Today I tried to pay a bill in person, register my kids for camp, get groceries and order a replacement part for the van.  Although my success rate for these tasks are 3 for 4 each check on my to-do list proved more and more disappointing.

I have one store credit card.  One.  I used it a lot when we lived in Germany because I could get free shipping as a card holder and I also earned credits for future purchases.  I always pay it off each month because the interest rate is 150000%.  I have tried to pay off the whopping balance of $75 for two weeks now without success.  I have paperless billing, my credit card was temporarily lost so I reported it and got a new card and now I can't pay my bill online or over the phone.  So I went to my local store to pay it and was informed that I could only pay online or over the phone.  See my problem.  Frustrated I said, well I guess it is time for me to sever my ties with this card, it is becoming quite a pain, to which the lady said "you should, they are very difficult to deal with".  And moving right along with my next task.
One of the seatbelts on the van is starting to fray.  That can't be good.  I went to to Toyota to order the part and it is $160 plus installation fees.  If I hadn't already pooped today, I would have had a bowel issue right there in the showroom.  Really?  I'm thinking two or three $5 bungee cords would be equally effective.  I was left with a decision: deem the seat inoperable and just use the other 6 available seats in the van, or buy the darn over priced piece of life saving equipment.  I didn't want to look like a horrible mother so I bought it.  If it only takes 1 hour to install it is $100 for the replacement.  My bet is that it takes 5 minutes but whatever.
Off to the church to register the kids for camp.  Yay!! I'm so excited for them to experience their first kids' summer camp.  I filled out the paperwork and asked if I needed to pay now.  The lady said yes.  I thought it was a wee bit odd because while waiting for the secretary to come and help me register I read in Sunday's bulletin that the church was trying to raise $6000 to help give kids scholarships to camp.  So I wondered who gets the $6000 if I am being asked to pay now, in full.  I decided the scholarships were probably for families who couldn't afford camp so I wrote the check for $490.  After I handed the woman the check and  the paperwork she told me that my two boys were the only ones signed up for camp.  I was so stunned I wasn't sure how to respond.  Registration was actually due this past Sunday.  I asked what will happen if nobody else registers.  She told me it was no big deal, kids from other churches were going so there would be plenty of kids for my boys to play with.  I said "OK" and headed to the car.
Camp is a great experience for a lot of reasons.  Learning about God, singing songs, playing games, getting away from your parents for a week and building relationships.  If I didn't care about that last aspect I would have sent the boys to camp with my sister's church in Ca.  They have an excellent summer camp and my kids would have loved it!  However, I didn't want to send them there for the sole reason that I wanted them to try and establish some friendships with other kids that they go to church with.  So, I'm pretty disappointed that we've been looking forward to this camp for three months now, and three weeks before camp kicks off we find out nobody else is going.

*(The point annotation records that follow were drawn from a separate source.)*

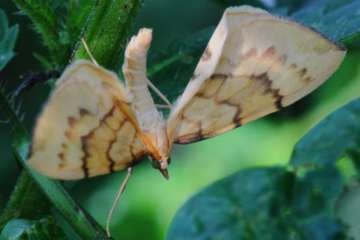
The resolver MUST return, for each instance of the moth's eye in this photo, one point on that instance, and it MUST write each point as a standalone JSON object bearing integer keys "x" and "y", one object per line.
{"x": 155, "y": 163}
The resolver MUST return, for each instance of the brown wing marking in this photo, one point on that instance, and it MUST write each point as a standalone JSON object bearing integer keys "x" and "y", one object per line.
{"x": 226, "y": 101}
{"x": 104, "y": 146}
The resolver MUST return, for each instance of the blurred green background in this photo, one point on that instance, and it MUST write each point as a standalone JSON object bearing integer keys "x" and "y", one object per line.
{"x": 150, "y": 202}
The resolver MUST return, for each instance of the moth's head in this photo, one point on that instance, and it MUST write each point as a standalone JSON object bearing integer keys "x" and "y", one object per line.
{"x": 161, "y": 165}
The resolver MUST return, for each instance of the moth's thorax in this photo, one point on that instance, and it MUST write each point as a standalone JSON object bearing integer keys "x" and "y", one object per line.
{"x": 152, "y": 125}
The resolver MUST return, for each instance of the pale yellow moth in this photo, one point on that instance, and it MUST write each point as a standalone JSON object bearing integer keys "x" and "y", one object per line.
{"x": 254, "y": 64}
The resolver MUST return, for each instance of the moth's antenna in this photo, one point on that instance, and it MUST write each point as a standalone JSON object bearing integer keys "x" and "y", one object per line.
{"x": 88, "y": 51}
{"x": 116, "y": 201}
{"x": 157, "y": 91}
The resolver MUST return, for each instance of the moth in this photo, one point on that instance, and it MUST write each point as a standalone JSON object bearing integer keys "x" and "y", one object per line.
{"x": 254, "y": 64}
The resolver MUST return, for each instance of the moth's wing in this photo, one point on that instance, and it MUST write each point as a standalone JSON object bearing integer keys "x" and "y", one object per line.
{"x": 87, "y": 127}
{"x": 254, "y": 64}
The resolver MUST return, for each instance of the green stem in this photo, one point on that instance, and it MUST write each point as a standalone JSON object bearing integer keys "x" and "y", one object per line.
{"x": 21, "y": 204}
{"x": 106, "y": 32}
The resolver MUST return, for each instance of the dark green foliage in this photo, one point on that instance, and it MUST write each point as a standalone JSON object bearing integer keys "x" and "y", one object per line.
{"x": 297, "y": 202}
{"x": 336, "y": 19}
{"x": 8, "y": 37}
{"x": 26, "y": 195}
{"x": 275, "y": 203}
{"x": 335, "y": 137}
{"x": 43, "y": 229}
{"x": 106, "y": 31}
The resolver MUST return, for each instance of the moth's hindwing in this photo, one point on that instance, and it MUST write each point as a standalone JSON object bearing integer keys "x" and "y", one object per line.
{"x": 254, "y": 64}
{"x": 87, "y": 128}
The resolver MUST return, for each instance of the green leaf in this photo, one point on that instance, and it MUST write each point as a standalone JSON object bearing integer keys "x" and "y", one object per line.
{"x": 177, "y": 61}
{"x": 348, "y": 209}
{"x": 106, "y": 32}
{"x": 8, "y": 36}
{"x": 336, "y": 19}
{"x": 25, "y": 196}
{"x": 42, "y": 229}
{"x": 333, "y": 138}
{"x": 172, "y": 69}
{"x": 14, "y": 229}
{"x": 263, "y": 203}
{"x": 47, "y": 23}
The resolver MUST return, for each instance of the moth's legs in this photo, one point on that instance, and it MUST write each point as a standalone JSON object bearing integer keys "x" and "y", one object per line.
{"x": 89, "y": 52}
{"x": 116, "y": 201}
{"x": 158, "y": 92}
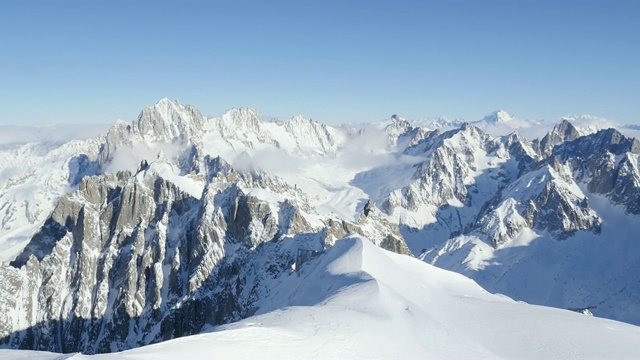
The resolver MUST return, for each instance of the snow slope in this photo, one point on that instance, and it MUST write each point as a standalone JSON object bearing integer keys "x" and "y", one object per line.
{"x": 359, "y": 301}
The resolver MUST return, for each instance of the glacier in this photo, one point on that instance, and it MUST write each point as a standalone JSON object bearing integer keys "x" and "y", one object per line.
{"x": 177, "y": 222}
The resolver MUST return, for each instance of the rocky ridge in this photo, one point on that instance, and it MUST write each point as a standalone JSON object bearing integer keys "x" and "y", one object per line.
{"x": 174, "y": 222}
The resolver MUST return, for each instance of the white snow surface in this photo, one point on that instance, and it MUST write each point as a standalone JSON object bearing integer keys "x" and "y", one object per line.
{"x": 359, "y": 301}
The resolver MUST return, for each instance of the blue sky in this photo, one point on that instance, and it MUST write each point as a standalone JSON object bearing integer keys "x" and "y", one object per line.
{"x": 334, "y": 61}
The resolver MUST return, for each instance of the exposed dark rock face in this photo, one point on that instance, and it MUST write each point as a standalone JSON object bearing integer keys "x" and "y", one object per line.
{"x": 130, "y": 259}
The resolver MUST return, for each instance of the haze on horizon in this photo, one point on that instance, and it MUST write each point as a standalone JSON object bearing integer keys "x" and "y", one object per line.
{"x": 335, "y": 62}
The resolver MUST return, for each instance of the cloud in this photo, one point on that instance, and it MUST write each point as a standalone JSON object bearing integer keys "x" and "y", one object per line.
{"x": 54, "y": 134}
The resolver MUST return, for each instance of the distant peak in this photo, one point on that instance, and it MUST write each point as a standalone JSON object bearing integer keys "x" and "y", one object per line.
{"x": 498, "y": 116}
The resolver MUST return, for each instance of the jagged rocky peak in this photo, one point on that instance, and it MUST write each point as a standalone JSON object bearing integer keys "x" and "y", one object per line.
{"x": 241, "y": 118}
{"x": 608, "y": 140}
{"x": 498, "y": 116}
{"x": 546, "y": 199}
{"x": 167, "y": 122}
{"x": 562, "y": 132}
{"x": 397, "y": 128}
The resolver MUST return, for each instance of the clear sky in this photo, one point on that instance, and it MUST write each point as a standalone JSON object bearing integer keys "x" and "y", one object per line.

I emailed the children's pastor and asked him to hold off on our registration, I'm having second thoughts.
Last stop = grab stuff for Gabe to make Lasagna tonight.  I pull into the parking lot and see an older woman approaching the crosswalk.  I slow and stop so that she could pass and she through a little fit.  She was visibly frustrated and turned around and stomped around for a moment or two.  I thought "maybe she forgot something in her car and has to go back?" but once I moved on she went from her fit throwing place to crossing the street.  I don't get it.  So the old lady is pissed I stopped so she could cross the street?
I made it home without yelling at anyone, running anyone over, or having a stress related heart attack.  But I find myself shaking me head and mumbling to myself "really?"  This day has to get better soon!